Abstract
We performed a cadaver study to evaluate how six different static heat-moulded splints affect flexor tendon relaxation. Each splint positioned the wrist and metacarpophalangeal (MCP) joints in different positions. We evaluated the tendon relaxation in 12 fresh adult cadaver forearms by measuring the flexor tendon displacement between two solid markers for each splint. The wrist position ranged from 30° flexion to 45° extension and the MCP joints from 30° to 60° flexion. For each splint, tendon relaxation was achieved relative to the neutral reference position. Tendon relaxation was greatest when the MCP joints were positioned in 60° flexion.
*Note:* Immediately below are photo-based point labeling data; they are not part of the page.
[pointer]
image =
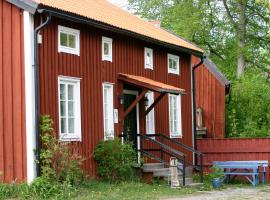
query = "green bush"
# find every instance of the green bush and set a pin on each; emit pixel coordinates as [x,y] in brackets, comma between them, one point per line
[115,161]
[248,107]
[58,163]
We also noted the persistence of tendon relaxation when the wrist was positioned in extension (30° or 45°) as long as MCP joint flexion was maintained (30° or 60°). We conclude that the wrist extension with the MCP joints flexion may optimize tendon relaxation during immobilization after flexor tendon repairs.
Introduction
Multistrand repair techniques have significantly improved the quality and strength of flexor tendon repairs in the hand (Cao et al., 2005; Dona et al., 2004, Sandow and McMahon, 2011; Savage and Risitano, 1989). However, postoperative rehabilitation protocols and immobilization positions are numerous. Rehabilitation protocols should be customized to the severity of injury, repair quality and patient characteristics (Peck, 2012). Early active motion of primary flexor tendon repair is used when the patient complies with the protocol (Cullen et al., 1989; Elliot, 2002; Rigó et al., 2017, Sandow and McMahon, 2011; Tang, 2007, 2018a). Savage (1988) suggested that 45° of wrist extension is the best position to reduce the forces required during the work of digital flexion when using an early active mobilization protocol. Peck et al. (2014) reported a short dorsal splint to allow maximal wrist flexion and up to 45° of wrist extension with a block to 30° of metacarpophalangeal (MCP) joint extension. In this study, we evaluated how six different static heat-moulded splints impacted tendon relaxation using cadaveric hands.
Methods
Design of splints
We analysed and compared six different static heat-moulded splints that placed the wrist and MCP joints in six different positions. The interphalangeal (IP) joints were always straight. The first splint immobilized the wrist at 0° and the MCP at 60° flexion (0°/−60° splint). This splint was considered the reference splint in our current clinical practice. Five other splints were made to immobilize the wrist at 30° flexion and MCP at 60° flexion (−30°/−60° splint), the wrist at 30° extension and the MCP at 60° flexion (+30°/−60° splint), the wrist at 30° extension and MCP at 45° flexion (+30°/−45° splint), the wrist at 30° extension and the MCP at 30° flexion (+30°/−30° splint), and the wrist at 45° extension and MCP at 30° flexion (+45°/−30° splint) (Figure 1). Designing and measurement of angles (goniometer, Prestige® Medical, Jasper, GA, USA) for each splint was performed by an independent examiner (AT) with more than 10 years of clinical experience in physical and rehabilitation medicine.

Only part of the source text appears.